I love looking at early photographs of rural settings, but these caught my eye because they were apparently taken just ten years after my own home was built to house farm workers. It's still owned by the successor to the farmer who built it.

1/ https://www.dailymail.co.uk/news/article-8781059/In-English-Country-Album.html
Originally a terrace of five houses, those either side of me were knocked into one years ago, leaving mine (the middle one) the only one retaining something like the original interior layout.

2/
The most significant alterations were made in 1910, when kitchens were added to the backs. Before that, there was just a single downstairs room, with a large fireplace for cooking, and an upstairs room reached by some fairly steep stairs. The ceilings are low slung, too.

3/
I'm only one person of course, but my furniture and ephemera fills the downstairs room, and my bedroom is smaller than that I had when living with my parents, yet there have been periods when twelve people have been living here, in, I suppose, the space of a one-bedroom flat.

4/
In 1852 three adults and four children are listed in the farm records. In 1861 two families, both with four children are in occupation. In 1883 two adults, an adult lodger, and five children. There's almost always a lodger or an aged parent.

5/
Until 1922 water had to be brought from a well on the farm or the stream the other side of the woods.

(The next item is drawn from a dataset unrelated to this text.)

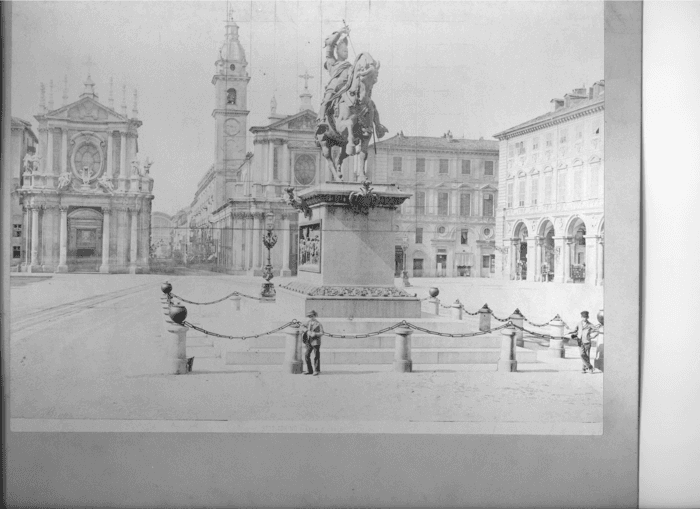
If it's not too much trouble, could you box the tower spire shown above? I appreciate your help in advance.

Electricity wasn't put in until 1931.

The cottage went with the job, of course, but when old age or accident came along the farmer was very quick to repossess.

6/
It seems that wives and children were expected to do certain work on the farm at harvest and planting. Tenants could kill foxes but not catch rabbits, which were highly saleable. They were provided with large gardens for growing their own food and keeping fowls.

7/
Imagine how crowded my house must have been even when tenanted by a single family. And the constant work involved. The fire kept going year round, water to be hauled every day, the cooking (no ready meals or supermarkets then), the washing, dumping body waste in the cesspit.

8/
All done without gas and electricity, quite apart from water and waste disposal.

Not quite the "Lark Rise To Candleford" idyll, is it?

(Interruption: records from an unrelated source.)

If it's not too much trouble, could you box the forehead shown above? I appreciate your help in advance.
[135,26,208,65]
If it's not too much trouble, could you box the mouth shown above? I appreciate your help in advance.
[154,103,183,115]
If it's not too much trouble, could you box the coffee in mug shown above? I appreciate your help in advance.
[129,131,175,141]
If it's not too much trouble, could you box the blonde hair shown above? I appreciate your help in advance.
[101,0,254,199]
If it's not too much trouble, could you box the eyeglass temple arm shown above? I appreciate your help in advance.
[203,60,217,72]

I've no idea how many people have lived here over the years, but I do know that at least ten were born into it and eight died out of it.

9/
Of the eight who died out of it four were children, two were relatively young mothers, and two elderly men.

So many lives have been lived in this modest space. I often look about and marvel at how they ever got on. I prize my privacy - hardly an option then.

10/
My friends, of about my own age, all appear to want to move into large houses with large gardens and rooms they probably won't use, fully furnished, all mod cons and fast broadband to boot.

And they truly believe themselves hard done by because they can't have it.